Dans le Lot, l'UMP Monique Martignac juge les résultats "très décevants"

En Midi Pyrénées, le département du Lot n’a pas échappé au tsunami socialiste lors du second tour des élections régionales. La tête de liste UMP Monique Martignac, n’a recueilli que 28,34% des voix contre 71,66% pour Marie Odile Delcamp. Une défaite sans appel, qui lui assure malgré tout une place de conseillère régionale.


Médiapart : Monique Martignac, quelle est votre réaction à l’issue de ce scrutin ?


Monique Martignac : Ces résultats sont très décevants au vu du travail réalisé par Aurélien Pradié (Conseiller général UMP de Labastide Murat dans le Lot, ndlr) et moi-même, que ce soit dans le département ou dans la région.
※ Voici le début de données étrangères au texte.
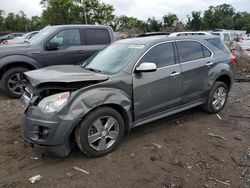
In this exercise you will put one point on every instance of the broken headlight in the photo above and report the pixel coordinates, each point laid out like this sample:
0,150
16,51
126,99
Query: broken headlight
55,102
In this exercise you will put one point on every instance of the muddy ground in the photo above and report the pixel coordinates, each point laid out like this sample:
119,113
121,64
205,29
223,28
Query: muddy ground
173,152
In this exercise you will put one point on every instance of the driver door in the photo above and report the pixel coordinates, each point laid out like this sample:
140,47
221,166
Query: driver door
70,51
159,91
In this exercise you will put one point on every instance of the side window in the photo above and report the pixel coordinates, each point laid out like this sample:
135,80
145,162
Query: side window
162,55
189,50
226,37
206,52
97,36
67,38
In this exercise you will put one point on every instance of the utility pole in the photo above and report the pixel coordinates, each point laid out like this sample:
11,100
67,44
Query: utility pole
81,3
84,10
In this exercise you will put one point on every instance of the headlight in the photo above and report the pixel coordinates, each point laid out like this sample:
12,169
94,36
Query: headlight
55,102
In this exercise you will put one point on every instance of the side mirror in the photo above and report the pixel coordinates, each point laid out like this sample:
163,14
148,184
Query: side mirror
146,67
52,46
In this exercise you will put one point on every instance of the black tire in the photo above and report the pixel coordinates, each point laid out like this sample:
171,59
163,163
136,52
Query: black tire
209,106
83,132
5,81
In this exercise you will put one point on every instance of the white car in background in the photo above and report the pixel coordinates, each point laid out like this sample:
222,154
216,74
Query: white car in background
245,46
20,40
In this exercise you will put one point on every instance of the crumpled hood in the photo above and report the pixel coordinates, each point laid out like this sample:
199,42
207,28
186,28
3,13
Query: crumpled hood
62,74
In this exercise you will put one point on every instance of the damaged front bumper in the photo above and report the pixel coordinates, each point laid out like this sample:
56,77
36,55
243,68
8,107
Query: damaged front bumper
48,130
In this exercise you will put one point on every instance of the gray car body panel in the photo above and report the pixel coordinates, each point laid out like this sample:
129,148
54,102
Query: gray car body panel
141,96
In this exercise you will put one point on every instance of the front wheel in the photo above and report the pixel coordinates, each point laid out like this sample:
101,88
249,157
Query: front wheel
217,98
13,82
100,132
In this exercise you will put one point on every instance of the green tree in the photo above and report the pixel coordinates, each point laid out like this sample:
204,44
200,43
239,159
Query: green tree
99,12
57,11
220,16
154,25
195,21
169,20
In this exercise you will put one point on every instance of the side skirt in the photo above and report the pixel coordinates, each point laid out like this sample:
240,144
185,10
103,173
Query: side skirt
165,114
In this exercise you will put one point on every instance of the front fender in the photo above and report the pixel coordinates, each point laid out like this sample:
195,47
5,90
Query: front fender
82,102
19,59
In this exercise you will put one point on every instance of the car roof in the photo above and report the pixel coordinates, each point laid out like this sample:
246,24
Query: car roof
189,33
158,39
80,25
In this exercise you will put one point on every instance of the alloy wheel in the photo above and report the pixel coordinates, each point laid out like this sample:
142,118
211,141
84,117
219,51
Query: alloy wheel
17,83
219,98
103,133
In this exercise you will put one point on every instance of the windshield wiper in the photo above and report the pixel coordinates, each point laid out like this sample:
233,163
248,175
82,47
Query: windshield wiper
94,70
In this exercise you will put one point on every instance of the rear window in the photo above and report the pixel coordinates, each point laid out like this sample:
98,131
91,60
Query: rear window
217,42
189,50
97,36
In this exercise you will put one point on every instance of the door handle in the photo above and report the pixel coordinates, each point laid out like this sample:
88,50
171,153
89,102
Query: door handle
80,52
175,73
209,63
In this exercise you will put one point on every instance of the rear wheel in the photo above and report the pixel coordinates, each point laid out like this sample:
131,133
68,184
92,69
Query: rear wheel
13,82
217,98
100,132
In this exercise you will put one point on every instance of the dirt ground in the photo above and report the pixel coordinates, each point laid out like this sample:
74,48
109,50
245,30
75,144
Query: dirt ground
173,152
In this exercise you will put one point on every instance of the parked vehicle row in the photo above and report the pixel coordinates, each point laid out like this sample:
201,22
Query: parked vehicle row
54,45
129,83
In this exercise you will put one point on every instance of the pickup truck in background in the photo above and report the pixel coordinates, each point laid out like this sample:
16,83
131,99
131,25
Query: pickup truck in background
54,45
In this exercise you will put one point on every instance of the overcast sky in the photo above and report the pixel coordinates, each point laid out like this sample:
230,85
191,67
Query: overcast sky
141,9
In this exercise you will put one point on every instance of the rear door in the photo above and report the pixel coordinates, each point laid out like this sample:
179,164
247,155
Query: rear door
159,91
196,62
71,49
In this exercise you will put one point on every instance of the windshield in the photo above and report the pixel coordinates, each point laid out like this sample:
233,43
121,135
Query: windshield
25,36
113,58
43,34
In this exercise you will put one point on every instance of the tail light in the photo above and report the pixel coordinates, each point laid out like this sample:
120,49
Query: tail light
233,59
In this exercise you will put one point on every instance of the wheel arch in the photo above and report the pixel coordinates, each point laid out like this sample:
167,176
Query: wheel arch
225,79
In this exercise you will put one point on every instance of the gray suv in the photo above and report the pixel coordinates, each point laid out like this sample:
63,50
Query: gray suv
129,83
54,45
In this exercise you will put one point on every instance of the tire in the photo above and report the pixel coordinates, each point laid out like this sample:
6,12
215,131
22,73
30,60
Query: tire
8,79
99,139
214,105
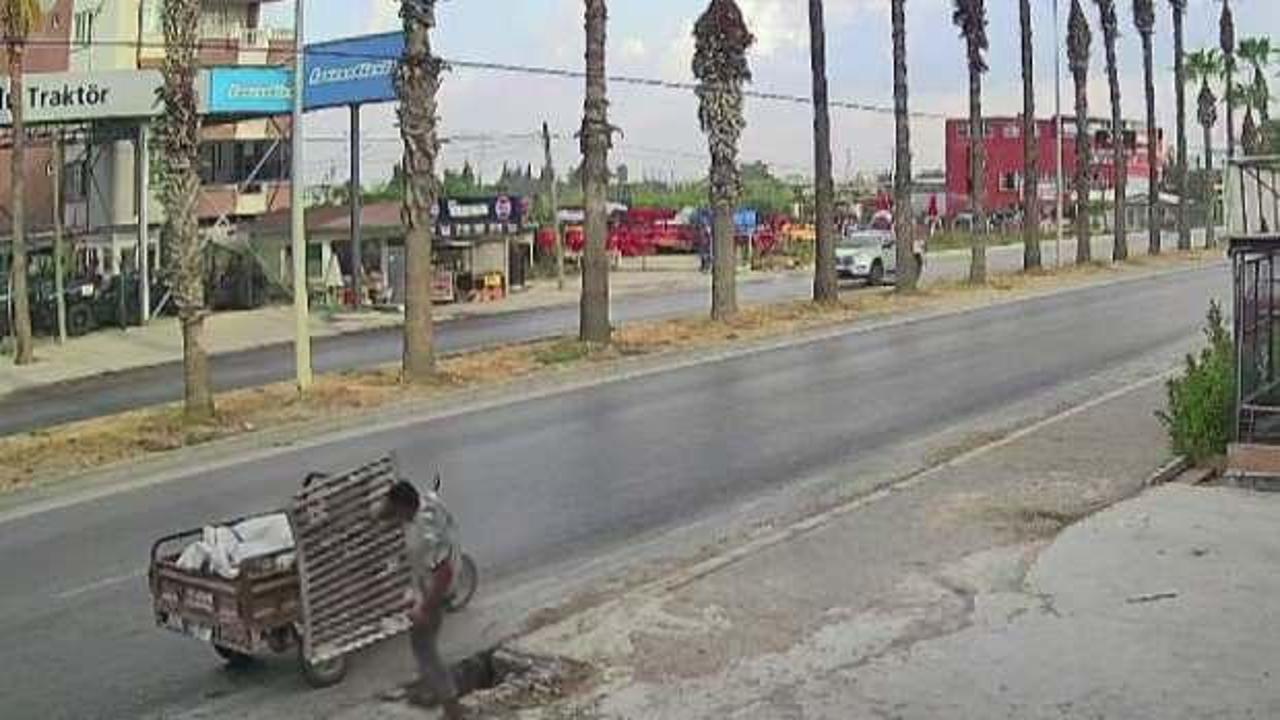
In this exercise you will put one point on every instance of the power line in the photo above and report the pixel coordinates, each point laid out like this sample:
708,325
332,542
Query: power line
539,71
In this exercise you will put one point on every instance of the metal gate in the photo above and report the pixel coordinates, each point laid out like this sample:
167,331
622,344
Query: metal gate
352,565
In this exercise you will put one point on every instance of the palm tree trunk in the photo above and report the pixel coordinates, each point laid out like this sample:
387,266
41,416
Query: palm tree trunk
824,286
1210,194
977,178
419,82
1083,233
24,350
595,327
1152,158
1031,145
1119,158
904,222
1184,228
723,282
1230,106
181,139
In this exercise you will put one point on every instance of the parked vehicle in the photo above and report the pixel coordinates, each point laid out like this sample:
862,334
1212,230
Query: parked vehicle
869,255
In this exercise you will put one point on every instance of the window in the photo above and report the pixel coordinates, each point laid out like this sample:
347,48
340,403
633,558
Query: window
83,27
151,17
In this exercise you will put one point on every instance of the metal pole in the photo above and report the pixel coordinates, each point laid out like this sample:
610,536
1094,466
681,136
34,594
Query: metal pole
554,201
302,329
357,253
144,199
1057,122
59,263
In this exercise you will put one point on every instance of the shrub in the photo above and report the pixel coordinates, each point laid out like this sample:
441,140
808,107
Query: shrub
1202,401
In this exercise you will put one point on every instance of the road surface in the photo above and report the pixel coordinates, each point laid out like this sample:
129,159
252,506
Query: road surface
540,482
91,397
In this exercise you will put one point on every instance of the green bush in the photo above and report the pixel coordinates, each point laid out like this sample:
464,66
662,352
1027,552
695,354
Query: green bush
1202,401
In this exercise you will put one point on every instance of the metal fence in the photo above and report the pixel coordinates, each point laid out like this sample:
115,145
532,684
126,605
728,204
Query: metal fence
1252,214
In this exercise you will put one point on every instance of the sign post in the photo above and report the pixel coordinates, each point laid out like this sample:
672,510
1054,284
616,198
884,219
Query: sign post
301,314
357,251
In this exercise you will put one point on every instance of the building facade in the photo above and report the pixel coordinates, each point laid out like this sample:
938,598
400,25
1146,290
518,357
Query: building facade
245,163
1005,167
46,54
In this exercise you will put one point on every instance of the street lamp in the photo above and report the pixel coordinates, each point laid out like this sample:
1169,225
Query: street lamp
297,209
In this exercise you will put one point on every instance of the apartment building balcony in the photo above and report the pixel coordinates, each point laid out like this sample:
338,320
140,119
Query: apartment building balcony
229,35
243,46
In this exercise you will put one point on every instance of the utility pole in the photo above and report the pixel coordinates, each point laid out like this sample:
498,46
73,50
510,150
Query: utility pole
357,250
59,263
1057,133
554,200
298,229
144,192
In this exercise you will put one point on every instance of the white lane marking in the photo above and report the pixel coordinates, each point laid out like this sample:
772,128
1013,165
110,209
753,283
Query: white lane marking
416,414
100,584
816,522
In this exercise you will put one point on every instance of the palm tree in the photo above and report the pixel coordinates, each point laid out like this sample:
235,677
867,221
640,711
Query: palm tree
1031,145
1251,132
18,18
597,137
720,64
904,227
1184,229
1257,51
1226,44
179,187
970,17
1119,163
1144,21
1078,42
1203,67
824,287
417,80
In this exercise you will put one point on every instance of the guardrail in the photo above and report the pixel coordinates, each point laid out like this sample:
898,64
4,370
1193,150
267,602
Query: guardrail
1252,200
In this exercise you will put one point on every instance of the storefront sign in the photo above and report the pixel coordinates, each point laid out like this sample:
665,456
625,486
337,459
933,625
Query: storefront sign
250,91
498,210
352,72
62,98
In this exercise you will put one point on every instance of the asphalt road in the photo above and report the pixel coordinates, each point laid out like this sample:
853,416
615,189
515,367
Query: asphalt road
91,397
540,482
L’ensemble de l’équipe était de qualité, et je suis avant tout déçue pour celle ci.


M : Que pensez-vous de la nouvelle gouvernance multipolaire en Midi Pyrénées ?


M.M : Désormais, la région va être dirigée par une majorité de gauche dont les membres appartiennent à plusieurs familles politiques distinctes (PS, Europe Ecologie, FDG). Je m’attends donc à de nombreuses difficultés en ce qui concerne la gestion des dossiers les plus épineux. Par ailleurs il y a le risque d’un immobilisme certain, comme celui auquel on peut assister avec la gauche dans la région depuis de nombreuses années. Ce sera à notre groupe (L’UMP) d’être très vigilant pour que cela n’arrive pas.


M : Que retirez vous personnellement de votre élection ?


M.M : Je ne ressens aucune fierté ni gloire du fait de mon élection. A vaincre sans péril, on triomphe sans gloire. Ce que je retiens avant tout ce soir, c’est que mon camp est perdant. Mais ce constat que je fais pour moi-même s’applique également aux nouveaux élus de gauche dans le Lot, qui n’ont fait que surfer sur la notoriété de Martin Malvy.


M : Quelle analyse faites-vous de ces résultats ?


M.M : L’issue de ce scrutin, est la conséquence d’un ensemble de choses. Près d’un électeur sur deux ne s’est pas déplacé. Quand les gens se mobilisent, on voit que le résultat n’est pas le même. De plus, les électeurs voient que la situation est difficile du fait de la crise, et cherchent ainsi un bouc émissaire. La droite étant au pouvoir au niveau national, elle est ce bouc émissaire parfait. Mais il y a fort à parier qu’avec la réforme des collectivités territoriales et les nouvelles élections dès 2014, les choses vont changer. Cela devrait relancer l’intérêt du peuple pour les élections, vu que chaque élu, sera un vrai représentant local.